La montagne lui est ainsi devenue indispensable. Ses ennuis disciplinaires durant sa scolarité l’ont privé de certains mercredis (des années soixante-dix) quant il dessinait (avec talent) quelques figures plutôt osées. 
La montagne donc, les sommets, les couloirs de glace, la fameuse Ailefroide qu’il se promet de gravir un jour avec Sempé sont les priorités du jeune Rochette. « Faire ses courses » comme disent les alpinistes, accumuler les ascensions, suivre les voies des glorieux aînés Bonatti, Terraz, Gaspard, Chaud, Rebuffat (dont les exploits sont retracés avec admiration) mais aussi apprendre la technique, s’équiper, rester prudent, savourer tous les moments produits par une ascension, « regarder les fleurs », jouir du panorama, de la sensation enivrante d’atteindre un sommet telles sont les motivations de Rochette et de ses camarades avec qui successivement il va affronter l’épreuve d’une montée celle de l’aiguille de Dibona, 3130 M, du Râteau, 3 809 M, de la barre des Ecrins 4 101 M, du pavé 3824 M, de la pointe Maximin 3 303 M et de l’Ailefroide, glacier long, brèche des frères chamois 3 545 M…

Jean-Marc Rochette n’élude pas non plus les risques encourus, son récit est saisissant lorsqu'il amorce les destins tragiques, y compris le sien. Son dessin « vertical » vif et précis transcende ses épopées vécues dans les hauteurs alpestres. 

Retenu dans la sélection officielle du 45eme festival de Bandes Dessinées d'Angoulême (24 au 27 janvier), Ailefroide est un album fort que l'on souhaite voir récompensé.

Deux albums pour passer du rire aux larmes

Attention au départ d'Elisabeth Corblin aux éditions Biscoto, 14 euros.

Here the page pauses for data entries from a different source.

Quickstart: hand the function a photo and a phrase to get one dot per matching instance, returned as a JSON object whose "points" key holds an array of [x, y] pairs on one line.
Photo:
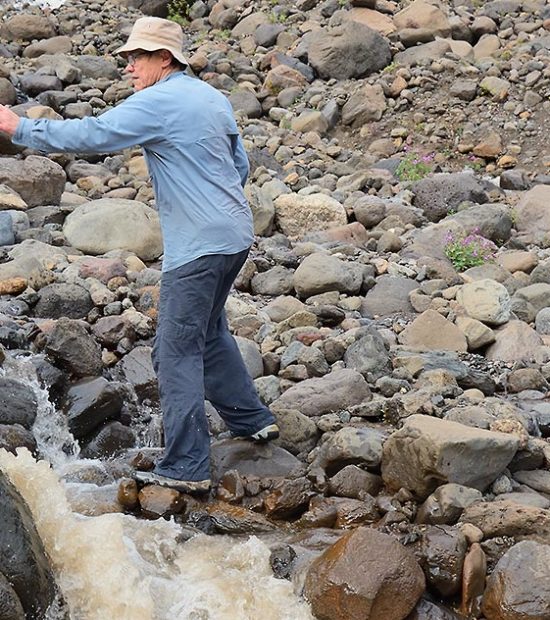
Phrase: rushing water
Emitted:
{"points": [[114, 566]]}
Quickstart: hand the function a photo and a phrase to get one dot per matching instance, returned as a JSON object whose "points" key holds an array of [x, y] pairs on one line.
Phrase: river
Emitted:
{"points": [[116, 567]]}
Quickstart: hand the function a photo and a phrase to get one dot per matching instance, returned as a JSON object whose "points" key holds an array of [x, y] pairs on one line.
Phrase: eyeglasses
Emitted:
{"points": [[132, 58]]}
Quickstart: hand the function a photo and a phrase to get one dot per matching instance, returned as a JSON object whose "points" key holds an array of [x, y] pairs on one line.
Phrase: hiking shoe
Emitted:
{"points": [[265, 434], [183, 486]]}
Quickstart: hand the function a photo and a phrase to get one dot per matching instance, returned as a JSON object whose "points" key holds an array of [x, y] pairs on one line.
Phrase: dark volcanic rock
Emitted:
{"points": [[22, 557]]}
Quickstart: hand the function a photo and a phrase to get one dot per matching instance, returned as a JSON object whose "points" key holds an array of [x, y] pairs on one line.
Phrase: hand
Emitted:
{"points": [[8, 120]]}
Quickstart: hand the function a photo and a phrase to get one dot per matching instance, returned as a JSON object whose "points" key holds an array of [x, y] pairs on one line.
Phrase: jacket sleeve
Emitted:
{"points": [[129, 124]]}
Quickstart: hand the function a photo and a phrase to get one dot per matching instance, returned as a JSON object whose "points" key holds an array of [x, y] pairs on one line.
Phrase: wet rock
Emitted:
{"points": [[427, 452], [519, 586], [156, 501], [439, 194], [18, 403], [365, 575], [369, 356], [10, 605], [356, 446], [23, 560], [513, 342], [485, 300], [446, 503], [352, 481], [28, 26], [334, 392], [473, 580], [13, 436], [127, 494], [508, 518], [63, 300], [389, 295], [136, 368], [281, 560], [247, 458], [73, 349]]}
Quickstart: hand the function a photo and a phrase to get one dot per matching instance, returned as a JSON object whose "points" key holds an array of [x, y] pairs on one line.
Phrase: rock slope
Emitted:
{"points": [[394, 312]]}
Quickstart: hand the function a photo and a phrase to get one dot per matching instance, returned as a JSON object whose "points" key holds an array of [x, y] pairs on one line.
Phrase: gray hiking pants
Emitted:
{"points": [[195, 357]]}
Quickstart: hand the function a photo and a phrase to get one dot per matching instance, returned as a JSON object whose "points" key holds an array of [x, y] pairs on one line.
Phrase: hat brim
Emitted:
{"points": [[141, 44]]}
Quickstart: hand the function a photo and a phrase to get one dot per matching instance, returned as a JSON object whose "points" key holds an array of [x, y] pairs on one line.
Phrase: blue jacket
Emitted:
{"points": [[194, 153]]}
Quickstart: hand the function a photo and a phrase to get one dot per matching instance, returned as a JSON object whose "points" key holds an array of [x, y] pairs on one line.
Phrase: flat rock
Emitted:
{"points": [[427, 452]]}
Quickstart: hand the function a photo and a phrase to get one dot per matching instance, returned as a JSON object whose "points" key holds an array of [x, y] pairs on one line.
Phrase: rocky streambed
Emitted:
{"points": [[409, 379]]}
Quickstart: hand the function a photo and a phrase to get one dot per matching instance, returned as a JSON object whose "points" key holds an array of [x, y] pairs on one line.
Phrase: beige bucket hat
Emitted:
{"points": [[154, 33]]}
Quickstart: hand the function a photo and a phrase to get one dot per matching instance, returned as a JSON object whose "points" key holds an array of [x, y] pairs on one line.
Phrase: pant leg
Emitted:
{"points": [[186, 301], [228, 385]]}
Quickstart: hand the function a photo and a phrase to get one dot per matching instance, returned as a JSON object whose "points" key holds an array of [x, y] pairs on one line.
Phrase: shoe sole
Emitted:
{"points": [[265, 434], [145, 478]]}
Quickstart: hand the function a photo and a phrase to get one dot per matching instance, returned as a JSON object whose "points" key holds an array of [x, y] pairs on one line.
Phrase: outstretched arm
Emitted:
{"points": [[8, 120]]}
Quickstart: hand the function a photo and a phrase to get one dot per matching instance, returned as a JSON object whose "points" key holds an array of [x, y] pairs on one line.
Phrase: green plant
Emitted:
{"points": [[414, 167], [178, 11], [465, 251]]}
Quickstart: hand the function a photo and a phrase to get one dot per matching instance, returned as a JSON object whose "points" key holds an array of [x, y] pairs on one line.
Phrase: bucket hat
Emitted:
{"points": [[154, 33]]}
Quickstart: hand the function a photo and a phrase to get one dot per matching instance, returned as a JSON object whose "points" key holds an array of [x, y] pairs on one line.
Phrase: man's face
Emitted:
{"points": [[145, 68]]}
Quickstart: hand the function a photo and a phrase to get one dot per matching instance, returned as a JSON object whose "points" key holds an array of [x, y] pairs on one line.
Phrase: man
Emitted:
{"points": [[198, 168]]}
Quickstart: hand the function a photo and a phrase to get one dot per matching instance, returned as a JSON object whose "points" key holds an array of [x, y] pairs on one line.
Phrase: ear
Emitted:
{"points": [[166, 58]]}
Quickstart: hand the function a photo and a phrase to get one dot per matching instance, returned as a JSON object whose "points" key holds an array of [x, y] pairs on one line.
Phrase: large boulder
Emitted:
{"points": [[350, 50], [115, 224], [427, 452], [38, 180], [366, 575]]}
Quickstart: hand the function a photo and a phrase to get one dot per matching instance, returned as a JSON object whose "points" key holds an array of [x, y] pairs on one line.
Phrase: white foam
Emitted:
{"points": [[115, 566]]}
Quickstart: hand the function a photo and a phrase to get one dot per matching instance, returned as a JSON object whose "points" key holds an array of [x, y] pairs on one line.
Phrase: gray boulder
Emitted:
{"points": [[441, 193], [336, 391], [350, 50], [427, 452], [107, 224], [38, 180]]}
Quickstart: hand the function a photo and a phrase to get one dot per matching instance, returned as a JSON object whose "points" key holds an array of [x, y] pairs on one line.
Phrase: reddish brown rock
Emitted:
{"points": [[366, 575], [519, 587], [157, 501], [13, 286]]}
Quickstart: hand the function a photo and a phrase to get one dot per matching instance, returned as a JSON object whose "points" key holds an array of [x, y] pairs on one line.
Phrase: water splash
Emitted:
{"points": [[50, 429], [114, 566]]}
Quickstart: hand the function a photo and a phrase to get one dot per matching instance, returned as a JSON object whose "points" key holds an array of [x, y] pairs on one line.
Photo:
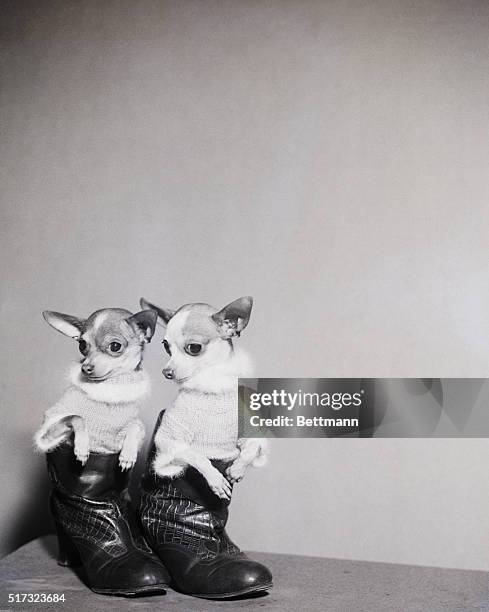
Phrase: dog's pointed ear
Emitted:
{"points": [[234, 317], [144, 323], [66, 324], [164, 314]]}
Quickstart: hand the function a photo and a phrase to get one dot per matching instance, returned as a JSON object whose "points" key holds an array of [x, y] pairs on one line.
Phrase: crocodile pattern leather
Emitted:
{"points": [[171, 518], [89, 523], [97, 527]]}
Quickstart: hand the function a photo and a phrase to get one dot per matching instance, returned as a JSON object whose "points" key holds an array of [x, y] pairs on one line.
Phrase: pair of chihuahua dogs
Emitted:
{"points": [[204, 363]]}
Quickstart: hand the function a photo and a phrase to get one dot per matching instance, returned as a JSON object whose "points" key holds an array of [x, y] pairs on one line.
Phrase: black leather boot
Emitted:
{"points": [[184, 522], [97, 528]]}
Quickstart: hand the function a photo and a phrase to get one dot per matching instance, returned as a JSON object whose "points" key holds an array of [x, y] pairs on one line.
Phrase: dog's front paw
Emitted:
{"points": [[236, 471], [127, 459], [218, 484], [81, 446]]}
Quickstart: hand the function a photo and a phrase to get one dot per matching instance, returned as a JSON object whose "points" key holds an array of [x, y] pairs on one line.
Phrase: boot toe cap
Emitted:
{"points": [[241, 576]]}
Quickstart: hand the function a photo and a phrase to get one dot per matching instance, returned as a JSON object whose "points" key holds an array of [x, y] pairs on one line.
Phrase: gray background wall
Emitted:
{"points": [[329, 158]]}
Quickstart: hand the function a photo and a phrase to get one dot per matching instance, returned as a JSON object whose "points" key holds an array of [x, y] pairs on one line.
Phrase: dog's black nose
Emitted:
{"points": [[87, 368], [168, 373]]}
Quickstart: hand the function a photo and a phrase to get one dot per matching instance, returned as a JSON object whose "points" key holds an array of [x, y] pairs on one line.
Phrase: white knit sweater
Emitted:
{"points": [[107, 407], [204, 416]]}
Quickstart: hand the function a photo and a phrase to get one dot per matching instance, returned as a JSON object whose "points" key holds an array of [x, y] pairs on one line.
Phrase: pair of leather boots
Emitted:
{"points": [[177, 539]]}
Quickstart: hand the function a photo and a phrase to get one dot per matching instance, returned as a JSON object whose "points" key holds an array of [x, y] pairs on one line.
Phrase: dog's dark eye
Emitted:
{"points": [[115, 347], [193, 349]]}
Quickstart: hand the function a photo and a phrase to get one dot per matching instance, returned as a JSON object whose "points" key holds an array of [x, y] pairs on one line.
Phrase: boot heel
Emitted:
{"points": [[68, 556]]}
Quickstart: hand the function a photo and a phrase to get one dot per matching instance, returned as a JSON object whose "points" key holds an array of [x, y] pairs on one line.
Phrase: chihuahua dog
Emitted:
{"points": [[202, 423], [101, 406]]}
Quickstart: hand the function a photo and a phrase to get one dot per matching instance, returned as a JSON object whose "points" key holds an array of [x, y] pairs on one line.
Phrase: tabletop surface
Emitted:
{"points": [[301, 583]]}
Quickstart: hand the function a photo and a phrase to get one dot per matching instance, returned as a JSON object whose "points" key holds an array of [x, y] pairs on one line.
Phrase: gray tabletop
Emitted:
{"points": [[306, 583]]}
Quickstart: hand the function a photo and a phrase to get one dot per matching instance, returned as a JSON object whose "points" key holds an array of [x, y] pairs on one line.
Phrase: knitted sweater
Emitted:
{"points": [[107, 408], [204, 416]]}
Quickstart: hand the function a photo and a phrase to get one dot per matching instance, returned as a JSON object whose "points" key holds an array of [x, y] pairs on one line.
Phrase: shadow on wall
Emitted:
{"points": [[33, 518]]}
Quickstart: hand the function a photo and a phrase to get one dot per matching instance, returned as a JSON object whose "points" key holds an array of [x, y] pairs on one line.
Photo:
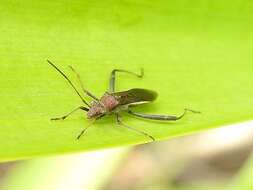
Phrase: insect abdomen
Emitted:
{"points": [[135, 96]]}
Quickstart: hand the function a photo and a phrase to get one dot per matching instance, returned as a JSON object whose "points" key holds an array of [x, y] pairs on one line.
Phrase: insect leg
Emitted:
{"points": [[112, 78], [84, 130], [161, 117], [119, 121], [65, 116], [80, 81]]}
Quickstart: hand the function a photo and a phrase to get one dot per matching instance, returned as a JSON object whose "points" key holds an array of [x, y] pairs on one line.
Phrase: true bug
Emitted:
{"points": [[115, 102]]}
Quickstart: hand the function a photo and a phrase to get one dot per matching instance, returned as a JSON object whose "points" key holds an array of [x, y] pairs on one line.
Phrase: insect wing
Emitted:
{"points": [[135, 96]]}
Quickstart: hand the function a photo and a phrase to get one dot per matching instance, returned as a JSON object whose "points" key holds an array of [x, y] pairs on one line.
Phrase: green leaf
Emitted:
{"points": [[195, 54]]}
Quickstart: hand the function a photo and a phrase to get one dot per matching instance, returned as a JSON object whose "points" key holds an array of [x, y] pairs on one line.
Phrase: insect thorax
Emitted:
{"points": [[106, 104]]}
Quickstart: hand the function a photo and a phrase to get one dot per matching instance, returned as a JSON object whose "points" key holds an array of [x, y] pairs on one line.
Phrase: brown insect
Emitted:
{"points": [[116, 102]]}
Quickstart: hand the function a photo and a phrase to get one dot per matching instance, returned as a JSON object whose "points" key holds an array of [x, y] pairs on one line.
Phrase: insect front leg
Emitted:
{"points": [[119, 122], [161, 117], [112, 78], [65, 116]]}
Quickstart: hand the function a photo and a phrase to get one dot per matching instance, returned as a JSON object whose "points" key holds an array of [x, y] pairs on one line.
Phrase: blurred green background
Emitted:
{"points": [[195, 54]]}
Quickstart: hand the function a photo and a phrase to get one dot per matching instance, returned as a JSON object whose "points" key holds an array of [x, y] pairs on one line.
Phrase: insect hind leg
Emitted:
{"points": [[162, 117], [119, 122]]}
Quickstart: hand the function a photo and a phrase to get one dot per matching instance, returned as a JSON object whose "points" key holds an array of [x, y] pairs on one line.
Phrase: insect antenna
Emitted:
{"points": [[68, 81]]}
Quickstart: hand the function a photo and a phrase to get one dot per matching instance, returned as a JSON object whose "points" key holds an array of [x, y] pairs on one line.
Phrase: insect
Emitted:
{"points": [[113, 103]]}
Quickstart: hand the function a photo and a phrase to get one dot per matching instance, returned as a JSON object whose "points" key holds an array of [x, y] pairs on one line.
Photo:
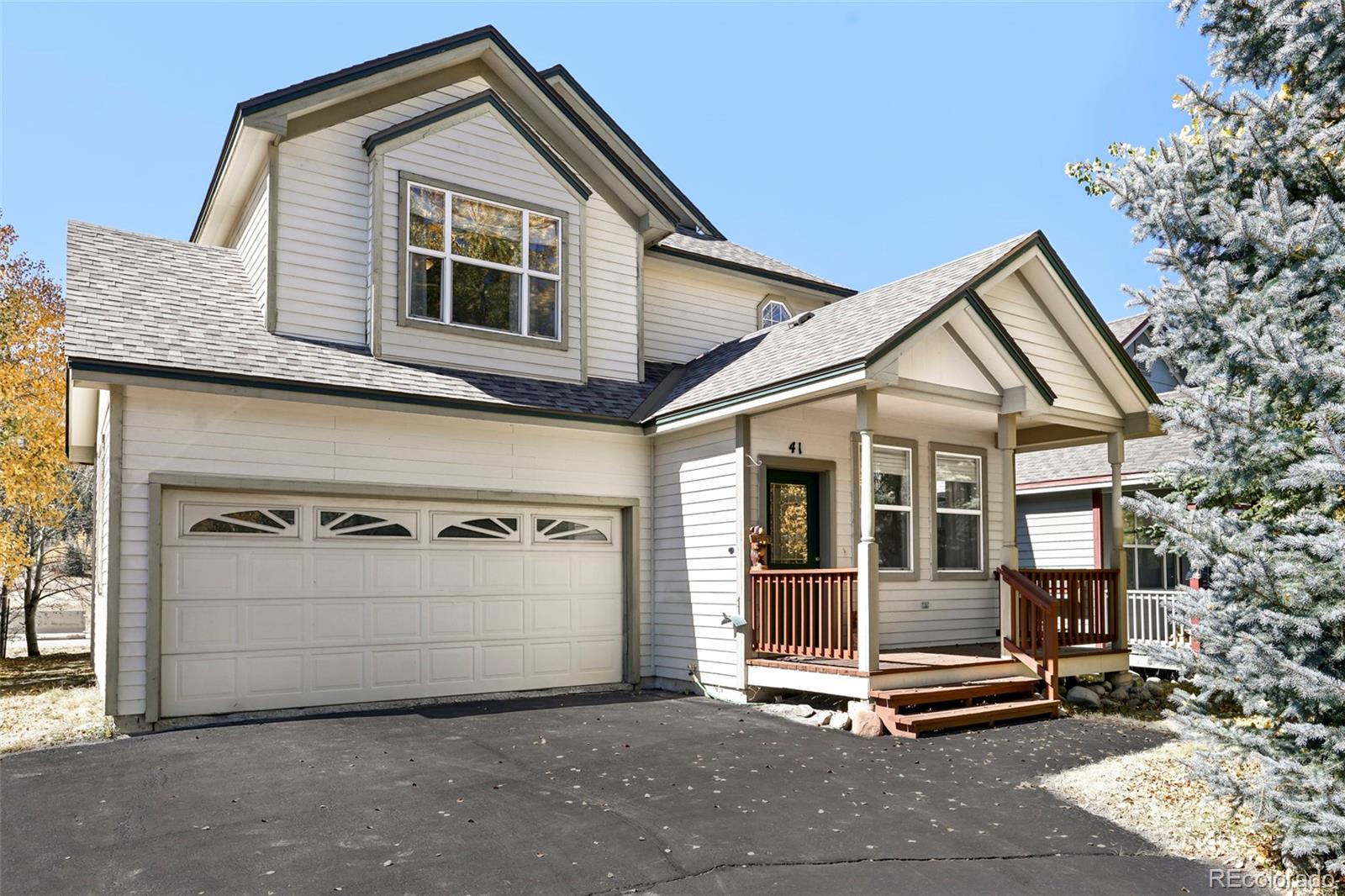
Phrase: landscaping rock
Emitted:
{"points": [[867, 724], [1122, 678], [1082, 696]]}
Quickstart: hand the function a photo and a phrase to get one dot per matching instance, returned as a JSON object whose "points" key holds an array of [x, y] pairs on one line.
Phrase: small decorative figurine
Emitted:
{"points": [[759, 541]]}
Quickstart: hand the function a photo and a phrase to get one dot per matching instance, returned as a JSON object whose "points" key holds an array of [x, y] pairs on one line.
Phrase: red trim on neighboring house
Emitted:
{"points": [[1098, 562]]}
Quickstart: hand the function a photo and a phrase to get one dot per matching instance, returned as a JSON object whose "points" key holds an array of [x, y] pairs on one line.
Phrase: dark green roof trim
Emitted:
{"points": [[1010, 346], [845, 293], [178, 374], [562, 73], [854, 366], [1039, 240], [414, 54], [988, 316], [467, 104]]}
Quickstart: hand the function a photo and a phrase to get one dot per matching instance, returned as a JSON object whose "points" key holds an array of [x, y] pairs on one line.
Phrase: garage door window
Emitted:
{"points": [[225, 519], [468, 528], [572, 530], [365, 524]]}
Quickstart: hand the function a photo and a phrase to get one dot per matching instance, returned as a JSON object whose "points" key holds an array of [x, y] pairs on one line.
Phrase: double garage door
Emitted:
{"points": [[287, 600]]}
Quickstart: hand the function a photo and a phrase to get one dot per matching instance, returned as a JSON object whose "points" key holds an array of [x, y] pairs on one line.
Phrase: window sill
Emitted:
{"points": [[961, 575], [481, 333], [899, 575]]}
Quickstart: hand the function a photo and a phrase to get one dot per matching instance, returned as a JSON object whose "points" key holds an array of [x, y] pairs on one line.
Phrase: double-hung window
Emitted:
{"points": [[892, 505], [1147, 569], [475, 262], [959, 519]]}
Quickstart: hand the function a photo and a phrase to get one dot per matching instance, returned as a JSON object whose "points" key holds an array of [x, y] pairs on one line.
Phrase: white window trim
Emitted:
{"points": [[762, 323], [907, 509], [446, 300], [959, 512]]}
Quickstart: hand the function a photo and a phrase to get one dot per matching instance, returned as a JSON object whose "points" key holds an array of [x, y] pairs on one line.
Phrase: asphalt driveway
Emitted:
{"points": [[569, 795]]}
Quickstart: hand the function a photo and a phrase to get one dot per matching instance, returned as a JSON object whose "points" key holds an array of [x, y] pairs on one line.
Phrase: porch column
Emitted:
{"points": [[1009, 454], [1009, 540], [1116, 456], [867, 552]]}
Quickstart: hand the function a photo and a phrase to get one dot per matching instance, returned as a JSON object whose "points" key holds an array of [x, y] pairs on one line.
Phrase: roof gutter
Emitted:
{"points": [[844, 293], [116, 370]]}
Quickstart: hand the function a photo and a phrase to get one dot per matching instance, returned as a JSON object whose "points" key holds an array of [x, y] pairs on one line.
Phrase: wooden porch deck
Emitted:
{"points": [[918, 660]]}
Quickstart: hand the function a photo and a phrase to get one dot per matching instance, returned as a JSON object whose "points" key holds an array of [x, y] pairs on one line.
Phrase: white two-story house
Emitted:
{"points": [[455, 392]]}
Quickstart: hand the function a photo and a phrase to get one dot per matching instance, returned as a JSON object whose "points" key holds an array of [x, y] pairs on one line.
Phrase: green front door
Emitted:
{"points": [[791, 512]]}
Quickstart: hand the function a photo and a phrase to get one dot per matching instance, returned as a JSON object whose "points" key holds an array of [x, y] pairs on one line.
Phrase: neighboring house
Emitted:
{"points": [[455, 392], [1064, 509]]}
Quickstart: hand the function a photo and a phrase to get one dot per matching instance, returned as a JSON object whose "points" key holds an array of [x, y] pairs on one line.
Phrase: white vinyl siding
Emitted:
{"points": [[252, 239], [1056, 532], [696, 576], [168, 430], [611, 257], [690, 309], [958, 611], [1049, 351], [483, 155], [323, 210], [326, 208]]}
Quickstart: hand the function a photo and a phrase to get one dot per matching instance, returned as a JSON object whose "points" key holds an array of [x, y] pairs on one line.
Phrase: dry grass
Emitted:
{"points": [[1154, 794], [50, 700]]}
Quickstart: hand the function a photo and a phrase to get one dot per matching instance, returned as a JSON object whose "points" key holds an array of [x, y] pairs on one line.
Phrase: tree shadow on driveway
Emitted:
{"points": [[580, 794]]}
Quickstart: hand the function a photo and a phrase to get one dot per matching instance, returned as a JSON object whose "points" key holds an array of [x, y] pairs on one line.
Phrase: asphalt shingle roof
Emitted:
{"points": [[171, 306], [156, 303], [740, 256], [1122, 327], [837, 334], [1083, 461]]}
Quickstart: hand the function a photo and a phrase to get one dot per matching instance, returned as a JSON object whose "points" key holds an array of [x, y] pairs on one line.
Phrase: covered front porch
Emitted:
{"points": [[918, 493], [806, 634]]}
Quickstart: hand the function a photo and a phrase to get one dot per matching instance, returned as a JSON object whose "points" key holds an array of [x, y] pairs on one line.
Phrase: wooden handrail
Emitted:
{"points": [[1033, 636], [804, 613], [1089, 603]]}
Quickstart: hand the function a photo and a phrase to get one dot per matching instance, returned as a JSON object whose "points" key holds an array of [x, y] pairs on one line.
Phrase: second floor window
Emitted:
{"points": [[957, 503], [773, 313], [482, 264]]}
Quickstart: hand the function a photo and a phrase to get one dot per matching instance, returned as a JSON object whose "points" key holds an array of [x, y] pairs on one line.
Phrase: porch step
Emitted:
{"points": [[916, 724], [899, 697]]}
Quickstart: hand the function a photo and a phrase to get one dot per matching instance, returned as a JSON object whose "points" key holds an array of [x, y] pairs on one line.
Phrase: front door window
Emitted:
{"points": [[793, 519]]}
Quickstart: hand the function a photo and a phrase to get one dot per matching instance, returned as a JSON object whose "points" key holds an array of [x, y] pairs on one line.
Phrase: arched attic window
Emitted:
{"points": [[773, 313]]}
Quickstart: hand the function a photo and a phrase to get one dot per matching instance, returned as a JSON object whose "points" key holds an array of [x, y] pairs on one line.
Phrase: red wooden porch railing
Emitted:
{"points": [[1089, 603], [804, 613], [1033, 634]]}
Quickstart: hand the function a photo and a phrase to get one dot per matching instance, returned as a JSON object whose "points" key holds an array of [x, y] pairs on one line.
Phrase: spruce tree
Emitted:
{"points": [[1246, 208]]}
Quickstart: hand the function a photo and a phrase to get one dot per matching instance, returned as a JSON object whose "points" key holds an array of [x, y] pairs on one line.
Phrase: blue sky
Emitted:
{"points": [[857, 141]]}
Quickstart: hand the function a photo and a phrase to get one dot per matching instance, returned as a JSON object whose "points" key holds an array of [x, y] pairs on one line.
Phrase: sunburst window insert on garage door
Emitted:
{"points": [[240, 519], [367, 524], [572, 529], [475, 528]]}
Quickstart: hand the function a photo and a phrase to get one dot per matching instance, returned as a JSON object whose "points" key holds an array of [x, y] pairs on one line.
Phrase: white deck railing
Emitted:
{"points": [[1154, 619]]}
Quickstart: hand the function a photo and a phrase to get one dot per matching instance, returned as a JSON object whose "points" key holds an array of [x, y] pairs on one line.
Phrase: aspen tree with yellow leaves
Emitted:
{"points": [[40, 506]]}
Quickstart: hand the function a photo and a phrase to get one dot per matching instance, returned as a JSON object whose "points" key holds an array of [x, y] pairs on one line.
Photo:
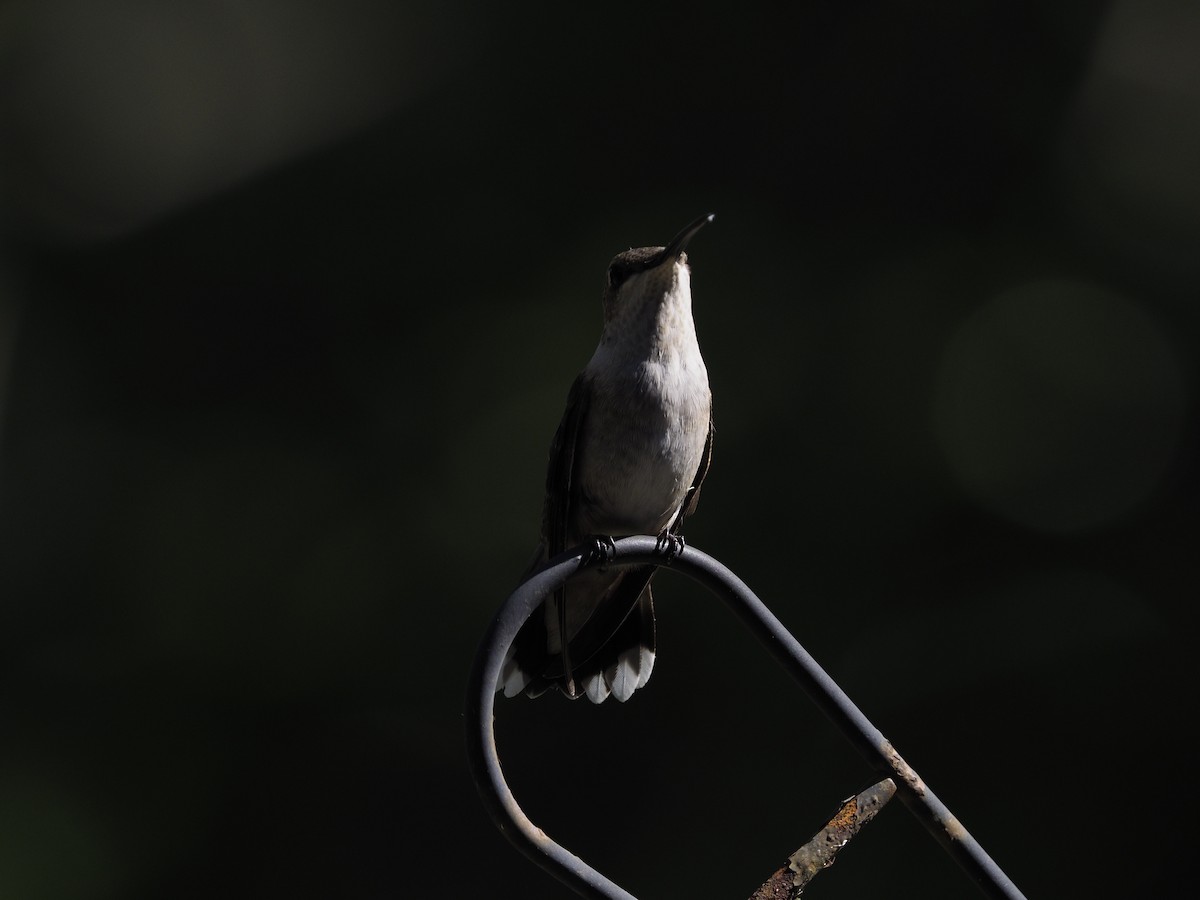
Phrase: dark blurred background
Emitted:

Une bonne tranche de rire pour commencer 2019! Si vous prévoyez cette année de voyager en train, ou si vous l'empruntez tous les jours pour aller au travail/école/lycée, lisez ces quelques planches qui font voir le trajet sur les rails autrement: si vous croyez savoir pourquoi il y a des gouttes sur les fenêtres même quand il ne pleut pas, ou pourquoi le contrôleur siffle de telle façon et pas d'une autre, ou encore pourquoi les trains s'arrêtent parfois au milieu des voies, voici dans cet album de quoi remettre en question toutes vos idées préconçues. Une façon de voir notre quotidien différemment, et de nous plonger dans un univers de fantaisie rempli de poésie.

Un excellent moment de lecture à passer avec des enfants à partir de 5 ans.


Le cimetière des mots doux d'Agnès Ledig et Frédéric Pillot, éditions Albin Michel Jeunesse, 13.50 euros


Attention, voici un album fort pour ne pas dire percutant. Ce n'est pas un album à offrir ou du moins pas sans y avoir réfléchi longuement. Mais c'est un album nécessaire, sur un sujet rare en littérature jeunesse mais ô combien malheureusement réel: la mort d'un camarade de classe.
Ici il s'agit de leucémie. Simon était l'amoureux secret d'Annabelle, son "Annamabelle" à lui. Tous deux avaient l'innocence des enfants, tous deux voyaient la vie avec leurs yeux doux et rêveurs, empreints de la magnifique poésie qu' adultes nous aurions aimé garder. 
Mais un jour Simon ne vient plus et commence la longue absence, puis le cœur se fissure jusqu'au jour il se déchire entièrement. 
Les mots d'Agnès Ledig sont d'une parfaite justesse et sont accompagnés par le très bel univers de Frédéric Pillot dont le talent est tout autant reconnu que celui de l'illustre auteur.

Un album qui sera à coup sûr un livre référence.